Tagging files
2019-04-23
Derek Zhou
In my previous blog post about homedir, I talked about how I organized my home dir into a flat tree, with many files in the same directory for easy handling with command line tools. However, to stay organized I have to be able the do some taxonomy for all the files I have, so they can be easily found for a certain purpose. Traditionally, a tree like structure is used, however this is very restrictive and also the method I am getting out. It would be nice to attach arbitrary tags (short strings) to each individual file, and provide an easy way to map tags to files and viceversa. The question is How?
Survey of methods
Here are the methods that I tried, with non-satisfactory result.
Internal tagging
Internal tagging is the method to embedded the tag strings inside the file. This method has been used in many applications:
- images can be tagged with exif tags
- musics can be tagged with ID3 tags
- a text file can be tagged with strings in the comment
The good thing is the tags live inside the file, so you will never lost it or mess it up unless the file it tagged is lost or messed up. However, it does has its own problems:
- There is no uniform way to access the tags
- Some files don't have an easy way to attach tags
- Sometimes you don't want to alter the content of the file at all when you add/change/remove tags
External tagging
External tagging is to to store the tags, and the association of files and tags externally to the files; possibly in a database or some flat files. The content of the files are never changed, and there can be a uniform way to query the tags and the associations. On the other hand, it also has its own problems:
- files could be moved or deleted, and the tagging info in the db could be stale
- It feels too heavy weight; some tools are required to query and manipulate the tagging info
Tagging with symlinks
The method that I settled down to is a knid of external tagging. However, instead of using a database, or hack up a database like flat file storage, I used a simple way that is based on maintaining symlinks. In each project that I wish to add tagging, I create a dir under project root called "tags". Inside, I have sub dirs, each named as the tag string that I want to use for this project. In each tag dir, I have nothing but symlinks, that link to the real files. Let me give you a concrate example. If I have files under doc dirs:
$ ls docs/
progress_report.odt resume.odt
And if I want to tag "progress_report.odt" to "work", and tag "resume.odt" to "personal", I will do:
$ cd tags/work
$ ln -s ../../docs/progress_report.odt .
$ cd ../personal
$ ln -s ../../docs/resume.odt .
That's it.
Working with symlink tags
Finding file with a given tag is super easy. You just do an "ls" under the desired tag directory.

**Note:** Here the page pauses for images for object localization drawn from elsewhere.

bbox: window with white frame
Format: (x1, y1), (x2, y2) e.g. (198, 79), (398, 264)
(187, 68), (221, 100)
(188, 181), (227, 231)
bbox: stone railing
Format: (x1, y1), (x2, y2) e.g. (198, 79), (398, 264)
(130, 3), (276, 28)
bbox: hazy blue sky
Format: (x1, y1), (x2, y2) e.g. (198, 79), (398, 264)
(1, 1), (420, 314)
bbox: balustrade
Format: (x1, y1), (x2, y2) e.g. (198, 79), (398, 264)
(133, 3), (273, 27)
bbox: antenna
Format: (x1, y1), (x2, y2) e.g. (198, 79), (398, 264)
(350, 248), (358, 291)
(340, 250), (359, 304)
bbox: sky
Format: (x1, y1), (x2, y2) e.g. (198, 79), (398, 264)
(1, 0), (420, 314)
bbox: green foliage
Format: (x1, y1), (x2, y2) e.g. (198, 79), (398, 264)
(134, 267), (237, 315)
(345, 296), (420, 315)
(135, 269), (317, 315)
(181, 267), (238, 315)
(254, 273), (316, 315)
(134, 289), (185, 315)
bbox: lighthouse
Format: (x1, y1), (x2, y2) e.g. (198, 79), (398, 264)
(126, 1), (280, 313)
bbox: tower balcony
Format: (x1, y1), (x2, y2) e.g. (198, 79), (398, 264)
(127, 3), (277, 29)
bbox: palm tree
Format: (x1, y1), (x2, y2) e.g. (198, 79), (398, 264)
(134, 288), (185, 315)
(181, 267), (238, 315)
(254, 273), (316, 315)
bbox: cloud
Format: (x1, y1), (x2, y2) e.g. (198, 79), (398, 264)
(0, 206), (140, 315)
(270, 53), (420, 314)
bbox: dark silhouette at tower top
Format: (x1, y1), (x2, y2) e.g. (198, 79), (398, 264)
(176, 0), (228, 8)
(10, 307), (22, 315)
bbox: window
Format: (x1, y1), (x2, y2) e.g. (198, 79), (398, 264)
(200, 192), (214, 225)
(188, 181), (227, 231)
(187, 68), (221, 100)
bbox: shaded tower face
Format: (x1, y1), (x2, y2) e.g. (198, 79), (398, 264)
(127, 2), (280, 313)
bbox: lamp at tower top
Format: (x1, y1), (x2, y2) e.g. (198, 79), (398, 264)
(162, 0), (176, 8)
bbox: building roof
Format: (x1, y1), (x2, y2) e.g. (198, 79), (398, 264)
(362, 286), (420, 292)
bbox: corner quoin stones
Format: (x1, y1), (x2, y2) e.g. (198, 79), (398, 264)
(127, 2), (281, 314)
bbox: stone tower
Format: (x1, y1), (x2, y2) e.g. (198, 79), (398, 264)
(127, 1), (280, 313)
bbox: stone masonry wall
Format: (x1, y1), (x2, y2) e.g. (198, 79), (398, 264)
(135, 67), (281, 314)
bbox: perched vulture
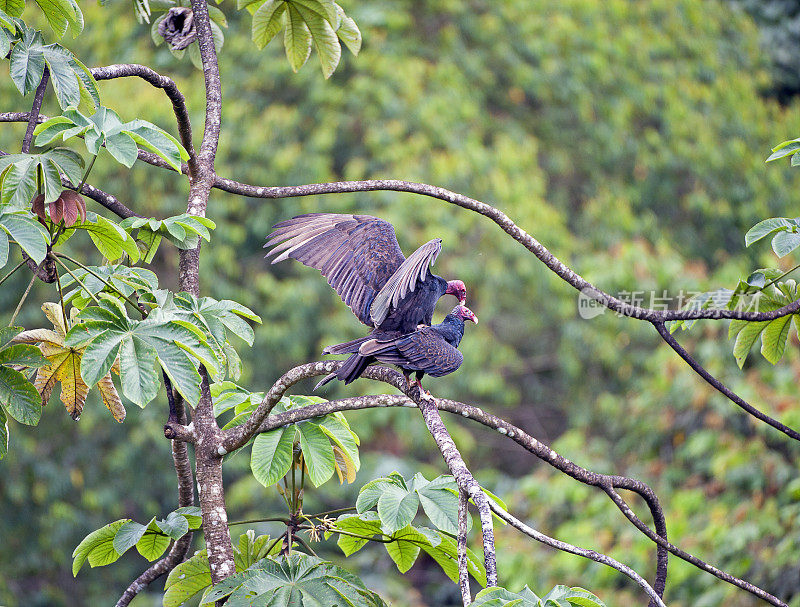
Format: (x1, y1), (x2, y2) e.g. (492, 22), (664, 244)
(264, 213), (466, 333)
(316, 305), (478, 391)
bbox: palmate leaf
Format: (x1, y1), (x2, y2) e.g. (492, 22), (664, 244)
(121, 214), (216, 261)
(164, 551), (213, 607)
(73, 507), (201, 576)
(246, 0), (359, 77)
(14, 302), (126, 421)
(34, 106), (188, 171)
(65, 298), (220, 407)
(727, 281), (800, 367)
(201, 553), (387, 606)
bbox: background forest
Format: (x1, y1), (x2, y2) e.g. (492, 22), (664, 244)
(3, 0), (800, 605)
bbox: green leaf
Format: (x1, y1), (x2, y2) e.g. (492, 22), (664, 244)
(118, 335), (160, 406)
(294, 3), (340, 78)
(252, 0), (286, 49)
(543, 585), (607, 607)
(77, 213), (141, 262)
(335, 5), (360, 55)
(0, 211), (49, 263)
(156, 511), (190, 540)
(746, 218), (794, 247)
(772, 231), (800, 257)
(0, 157), (38, 207)
(112, 519), (150, 555)
(471, 586), (541, 606)
(761, 314), (793, 364)
(385, 525), (426, 573)
(318, 414), (359, 469)
(163, 551), (212, 607)
(174, 505), (203, 529)
(417, 483), (463, 535)
(767, 139), (800, 162)
(9, 33), (45, 96)
(0, 366), (42, 425)
(283, 3), (312, 72)
(43, 47), (81, 108)
(297, 421), (335, 487)
(123, 120), (188, 171)
(201, 553), (387, 606)
(377, 483), (419, 535)
(0, 343), (48, 367)
(251, 426), (294, 486)
(335, 513), (383, 556)
(136, 519), (171, 560)
(0, 0), (24, 18)
(104, 130), (138, 167)
(35, 0), (83, 37)
(72, 519), (127, 575)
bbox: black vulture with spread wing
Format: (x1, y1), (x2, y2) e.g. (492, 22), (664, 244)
(264, 213), (466, 333)
(315, 305), (478, 391)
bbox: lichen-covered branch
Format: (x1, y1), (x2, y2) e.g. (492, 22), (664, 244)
(228, 363), (781, 606)
(457, 489), (470, 606)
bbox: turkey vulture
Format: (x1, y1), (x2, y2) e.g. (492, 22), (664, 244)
(264, 213), (467, 332)
(315, 305), (478, 391)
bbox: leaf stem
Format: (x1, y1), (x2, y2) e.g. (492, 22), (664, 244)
(52, 260), (70, 330)
(293, 535), (317, 557)
(77, 153), (98, 192)
(0, 260), (26, 289)
(51, 255), (101, 306)
(54, 253), (142, 312)
(9, 270), (38, 327)
(306, 506), (356, 519)
(759, 261), (800, 293)
(227, 517), (290, 527)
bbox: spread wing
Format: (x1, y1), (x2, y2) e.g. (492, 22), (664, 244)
(264, 213), (405, 326)
(369, 238), (442, 326)
(360, 327), (463, 377)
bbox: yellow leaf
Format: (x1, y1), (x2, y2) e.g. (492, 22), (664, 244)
(13, 328), (63, 346)
(96, 373), (125, 423)
(41, 302), (68, 336)
(333, 445), (357, 484)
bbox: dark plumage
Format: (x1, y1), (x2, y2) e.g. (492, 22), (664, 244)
(316, 305), (478, 390)
(264, 213), (466, 332)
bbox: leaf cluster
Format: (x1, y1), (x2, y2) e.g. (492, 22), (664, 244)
(71, 506), (202, 575)
(470, 585), (607, 607)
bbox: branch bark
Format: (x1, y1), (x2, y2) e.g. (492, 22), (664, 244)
(457, 489), (470, 607)
(179, 0), (232, 587)
(21, 68), (49, 154)
(217, 360), (784, 606)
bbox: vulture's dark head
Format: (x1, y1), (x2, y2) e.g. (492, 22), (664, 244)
(445, 280), (467, 305)
(452, 305), (478, 324)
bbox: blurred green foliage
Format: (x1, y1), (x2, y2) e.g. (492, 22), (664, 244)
(3, 0), (800, 605)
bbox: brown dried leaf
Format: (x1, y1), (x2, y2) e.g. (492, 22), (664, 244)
(31, 193), (46, 222)
(96, 373), (125, 423)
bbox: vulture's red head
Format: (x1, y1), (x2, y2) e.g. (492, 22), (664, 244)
(445, 280), (467, 305)
(453, 305), (478, 324)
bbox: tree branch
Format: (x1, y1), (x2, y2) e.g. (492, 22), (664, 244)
(457, 489), (470, 606)
(227, 363), (783, 606)
(21, 68), (49, 153)
(489, 502), (667, 607)
(652, 321), (800, 441)
(90, 64), (197, 176)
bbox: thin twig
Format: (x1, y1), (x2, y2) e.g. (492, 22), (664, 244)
(51, 255), (101, 305)
(54, 253), (142, 312)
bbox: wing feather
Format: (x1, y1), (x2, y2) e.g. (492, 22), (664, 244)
(369, 239), (442, 326)
(265, 213), (406, 326)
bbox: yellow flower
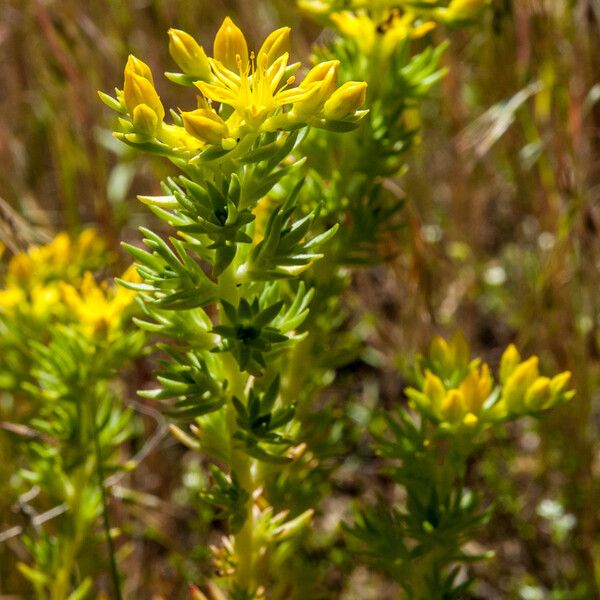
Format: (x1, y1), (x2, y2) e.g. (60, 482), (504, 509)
(6, 230), (107, 289)
(411, 361), (493, 427)
(60, 268), (139, 337)
(194, 17), (367, 135)
(331, 9), (435, 59)
(196, 51), (308, 132)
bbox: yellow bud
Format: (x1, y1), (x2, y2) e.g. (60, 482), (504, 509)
(213, 16), (248, 72)
(168, 29), (211, 80)
(132, 104), (160, 136)
(502, 356), (539, 413)
(295, 61), (339, 116)
(124, 69), (164, 122)
(323, 81), (367, 120)
(257, 27), (291, 66)
(442, 389), (465, 423)
(430, 336), (451, 370)
(449, 331), (470, 371)
(182, 108), (229, 145)
(125, 54), (154, 84)
(550, 371), (571, 397)
(458, 364), (491, 415)
(301, 61), (340, 89)
(500, 344), (521, 383)
(524, 376), (551, 411)
(423, 370), (446, 413)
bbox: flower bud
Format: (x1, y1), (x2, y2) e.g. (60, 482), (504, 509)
(257, 27), (291, 66)
(423, 370), (445, 412)
(301, 60), (339, 89)
(294, 61), (339, 116)
(125, 54), (154, 84)
(123, 67), (164, 123)
(524, 376), (551, 411)
(132, 104), (160, 136)
(501, 356), (539, 413)
(214, 16), (248, 72)
(168, 29), (211, 80)
(499, 344), (521, 383)
(442, 389), (465, 423)
(323, 81), (367, 120)
(182, 108), (229, 145)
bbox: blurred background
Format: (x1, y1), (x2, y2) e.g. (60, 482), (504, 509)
(1, 0), (600, 598)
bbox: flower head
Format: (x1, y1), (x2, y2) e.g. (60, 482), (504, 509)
(60, 267), (140, 338)
(102, 17), (368, 152)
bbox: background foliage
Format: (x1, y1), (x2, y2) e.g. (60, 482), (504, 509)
(1, 0), (599, 598)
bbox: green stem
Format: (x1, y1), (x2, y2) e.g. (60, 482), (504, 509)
(91, 411), (123, 600)
(217, 263), (256, 592)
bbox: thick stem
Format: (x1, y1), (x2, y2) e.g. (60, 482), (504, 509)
(217, 264), (257, 593)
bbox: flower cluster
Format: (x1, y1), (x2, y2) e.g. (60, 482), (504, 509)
(300, 0), (489, 26)
(0, 231), (137, 339)
(0, 230), (108, 324)
(407, 333), (574, 431)
(101, 17), (368, 158)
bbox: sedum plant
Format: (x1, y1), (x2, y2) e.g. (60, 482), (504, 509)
(0, 233), (143, 600)
(349, 333), (574, 598)
(101, 16), (367, 599)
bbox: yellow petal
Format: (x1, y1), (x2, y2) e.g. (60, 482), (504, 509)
(213, 16), (248, 72)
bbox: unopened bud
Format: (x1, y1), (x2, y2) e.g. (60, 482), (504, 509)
(323, 81), (367, 120)
(182, 108), (229, 145)
(301, 60), (339, 89)
(524, 376), (551, 411)
(123, 68), (164, 122)
(499, 344), (521, 383)
(125, 54), (154, 84)
(502, 356), (539, 412)
(294, 61), (339, 116)
(168, 29), (211, 80)
(441, 389), (465, 423)
(423, 370), (445, 410)
(213, 16), (248, 72)
(132, 104), (160, 136)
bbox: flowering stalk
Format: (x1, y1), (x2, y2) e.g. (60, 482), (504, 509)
(102, 16), (366, 598)
(348, 333), (574, 597)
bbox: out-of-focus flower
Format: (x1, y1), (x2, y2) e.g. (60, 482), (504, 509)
(331, 9), (435, 59)
(5, 230), (107, 290)
(407, 335), (574, 432)
(60, 267), (140, 338)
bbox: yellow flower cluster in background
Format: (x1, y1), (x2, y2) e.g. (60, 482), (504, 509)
(103, 17), (368, 153)
(60, 267), (140, 338)
(330, 10), (436, 60)
(3, 230), (107, 290)
(0, 231), (137, 339)
(407, 333), (574, 431)
(299, 0), (489, 25)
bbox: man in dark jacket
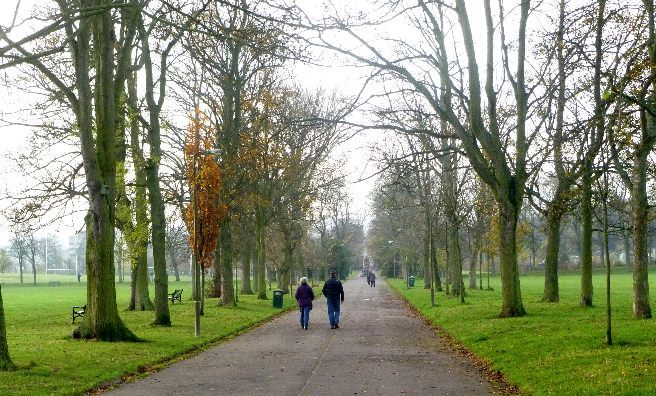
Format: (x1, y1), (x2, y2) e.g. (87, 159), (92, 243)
(322, 271), (345, 329)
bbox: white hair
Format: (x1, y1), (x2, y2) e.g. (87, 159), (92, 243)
(299, 277), (308, 285)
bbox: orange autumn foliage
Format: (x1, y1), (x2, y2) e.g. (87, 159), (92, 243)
(184, 109), (227, 269)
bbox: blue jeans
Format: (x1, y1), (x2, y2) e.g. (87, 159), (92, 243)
(327, 298), (341, 325)
(299, 306), (311, 328)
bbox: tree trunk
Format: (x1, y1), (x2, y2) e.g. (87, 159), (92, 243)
(138, 8), (171, 326)
(649, 228), (653, 267)
(601, 175), (613, 345)
(145, 163), (171, 325)
(0, 285), (13, 371)
(631, 151), (652, 318)
(241, 244), (253, 294)
(542, 0), (567, 303)
(479, 251), (483, 290)
(570, 219), (582, 258)
(497, 199), (526, 317)
(580, 161), (593, 307)
(220, 221), (235, 306)
(599, 232), (605, 268)
(201, 266), (206, 314)
(448, 225), (464, 300)
(252, 244), (259, 293)
(624, 227), (632, 267)
(18, 257), (23, 284)
(212, 236), (222, 298)
(117, 247), (123, 283)
(626, 0), (654, 319)
(280, 244), (292, 295)
(431, 233), (442, 291)
(133, 247), (152, 311)
(77, 212), (137, 340)
(31, 252), (36, 285)
(424, 224), (431, 289)
(73, 0), (137, 341)
(469, 247), (477, 290)
(256, 214), (267, 300)
(487, 255), (492, 290)
(171, 252), (180, 282)
(128, 266), (136, 310)
(543, 211), (562, 302)
(126, 71), (153, 312)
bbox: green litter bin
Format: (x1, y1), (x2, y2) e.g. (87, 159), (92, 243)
(272, 289), (283, 308)
(408, 276), (415, 287)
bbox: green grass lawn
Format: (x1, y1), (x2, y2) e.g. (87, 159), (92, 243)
(389, 271), (656, 395)
(0, 278), (308, 395)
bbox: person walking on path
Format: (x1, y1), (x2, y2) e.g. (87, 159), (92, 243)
(369, 272), (375, 287)
(295, 277), (314, 330)
(322, 271), (344, 329)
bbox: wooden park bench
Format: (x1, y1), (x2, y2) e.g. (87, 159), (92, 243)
(72, 304), (86, 323)
(168, 289), (183, 304)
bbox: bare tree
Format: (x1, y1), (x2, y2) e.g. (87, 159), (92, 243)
(0, 0), (142, 340)
(301, 0), (540, 316)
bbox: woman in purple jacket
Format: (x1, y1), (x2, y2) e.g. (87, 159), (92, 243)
(295, 277), (315, 330)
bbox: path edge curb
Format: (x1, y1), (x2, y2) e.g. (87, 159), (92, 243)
(388, 283), (522, 395)
(86, 304), (297, 395)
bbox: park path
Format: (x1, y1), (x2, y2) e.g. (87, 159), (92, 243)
(107, 275), (497, 395)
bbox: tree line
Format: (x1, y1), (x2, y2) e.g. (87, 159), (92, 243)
(0, 0), (365, 370)
(320, 0), (655, 331)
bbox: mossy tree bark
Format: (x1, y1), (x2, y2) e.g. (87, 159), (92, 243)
(280, 245), (292, 295)
(212, 236), (222, 299)
(145, 160), (171, 325)
(497, 197), (526, 317)
(630, 0), (655, 319)
(8, 0), (142, 340)
(0, 285), (13, 371)
(252, 244), (259, 293)
(423, 226), (432, 289)
(469, 242), (478, 290)
(138, 20), (172, 327)
(631, 151), (652, 318)
(279, 206), (305, 295)
(581, 0), (608, 308)
(241, 243), (253, 294)
(541, 0), (584, 303)
(212, 38), (244, 307)
(430, 234), (442, 291)
(543, 210), (562, 302)
(73, 0), (139, 341)
(121, 72), (153, 312)
(448, 224), (464, 299)
(220, 220), (235, 306)
(580, 163), (594, 307)
(256, 209), (268, 300)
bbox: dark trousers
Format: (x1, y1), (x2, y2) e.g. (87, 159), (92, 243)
(327, 298), (341, 325)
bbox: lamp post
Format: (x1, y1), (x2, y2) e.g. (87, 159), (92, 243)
(192, 148), (220, 337)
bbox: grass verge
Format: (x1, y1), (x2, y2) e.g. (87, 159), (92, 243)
(0, 280), (305, 395)
(389, 271), (656, 395)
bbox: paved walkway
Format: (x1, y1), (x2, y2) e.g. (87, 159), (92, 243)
(108, 275), (497, 395)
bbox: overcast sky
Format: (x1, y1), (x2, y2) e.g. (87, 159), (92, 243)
(0, 0), (386, 245)
(0, 0), (525, 246)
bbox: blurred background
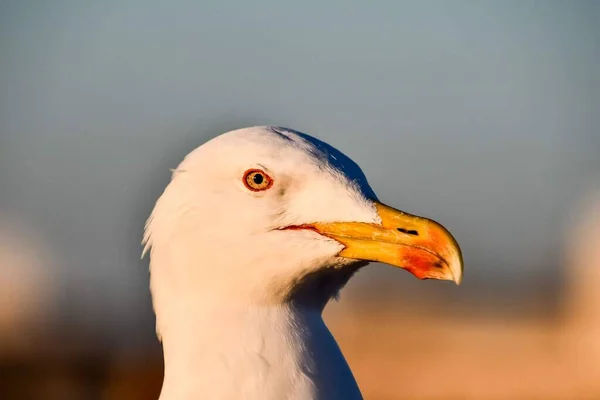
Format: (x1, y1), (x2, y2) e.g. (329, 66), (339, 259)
(1, 1), (599, 399)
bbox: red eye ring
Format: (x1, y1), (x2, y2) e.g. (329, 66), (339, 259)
(242, 169), (274, 192)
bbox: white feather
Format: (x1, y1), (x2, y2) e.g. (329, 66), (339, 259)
(144, 126), (380, 399)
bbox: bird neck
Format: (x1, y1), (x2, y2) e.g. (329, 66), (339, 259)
(157, 302), (362, 400)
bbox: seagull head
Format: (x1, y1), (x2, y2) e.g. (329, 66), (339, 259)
(144, 126), (462, 319)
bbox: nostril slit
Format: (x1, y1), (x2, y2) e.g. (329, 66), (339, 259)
(397, 228), (419, 236)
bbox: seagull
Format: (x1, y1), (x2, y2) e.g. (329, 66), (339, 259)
(143, 126), (463, 400)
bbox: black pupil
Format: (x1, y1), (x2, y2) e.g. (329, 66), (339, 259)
(252, 173), (264, 185)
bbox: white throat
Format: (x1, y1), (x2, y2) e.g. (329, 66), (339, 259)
(148, 234), (365, 400)
(157, 298), (362, 400)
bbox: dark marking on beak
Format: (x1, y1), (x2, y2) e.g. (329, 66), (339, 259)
(397, 228), (419, 236)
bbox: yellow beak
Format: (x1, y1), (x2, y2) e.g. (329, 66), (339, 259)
(311, 202), (463, 284)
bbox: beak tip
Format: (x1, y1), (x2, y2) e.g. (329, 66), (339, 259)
(450, 263), (463, 286)
(448, 247), (464, 286)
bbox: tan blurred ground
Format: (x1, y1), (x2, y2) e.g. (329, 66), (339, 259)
(326, 300), (600, 400)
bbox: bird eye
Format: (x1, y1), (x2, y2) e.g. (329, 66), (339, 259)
(243, 169), (273, 192)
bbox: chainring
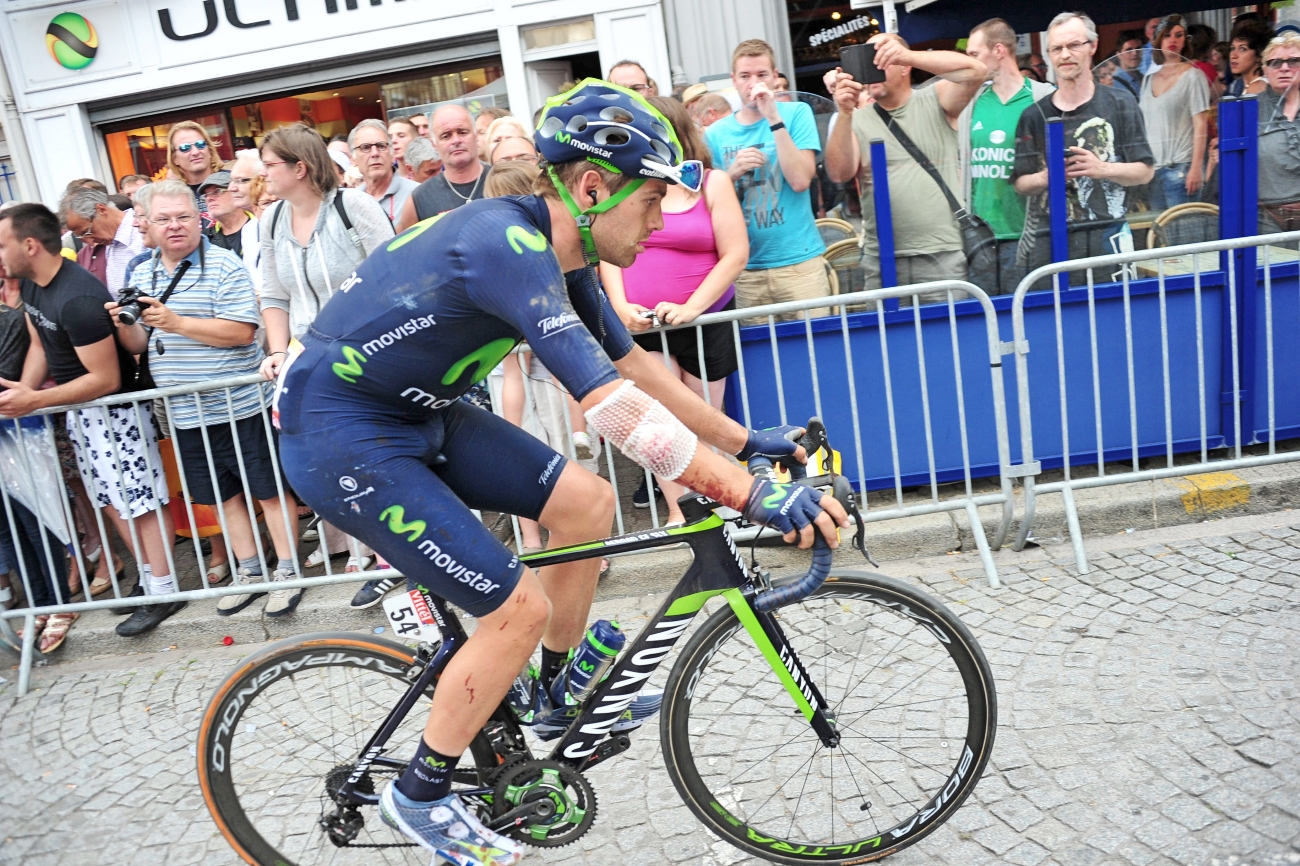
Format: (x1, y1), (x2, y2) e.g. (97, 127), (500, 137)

Finding the tags that one file is associated to is also easy enough. you do an "find" command:
$ find tags -name "progress_report.odt"
tags/work/progress_report.odt
From time to time, you want to make sure the tags and files are consistant with each other; ie. to find out all dangling links. That is also easy:
$ find tags -xtype l
This command will find all dangling links for you. The inconsistancy will happen if you delete or move the files. However, in my new home dir organization I rarely need to move file to another location. If I did, then I do need to fix up the links by hand.
Emacs came to help
Emacs has an exellent file manger built in called dired. With dired, the task of linking, deleting links, and especially fixing up links can be much easier than doing it from the command line. One especially useful feature of dired is "writable" dired, or wdired, with hot key of "C-x C-q" the dir listing is turned into an editable buffer, and you have all the emacs editing power to change the file names or files it links to.
Git integration
The tags symlnks are regular symlinks that git handles already very well. To make sure everything works, one rule has to be followed: all the symlinks has to be relative symlinks, that links to files within the same project. This way the project can be moved, or "git clone" to another place or another computer, with all links still valid.
stowed package
A package can also be stowed, together with all the symlinks tags, if you stick to the rule of always using relative symlinks. Many stowed packages can be virtually merged into a mega package, with all tags merged as well.
Conclusion
I manged external tag info that require nothing but day-to-day command line tools. Dired can be a boost in productivity but not a must. The tags can be searched, merged, maintained with ease.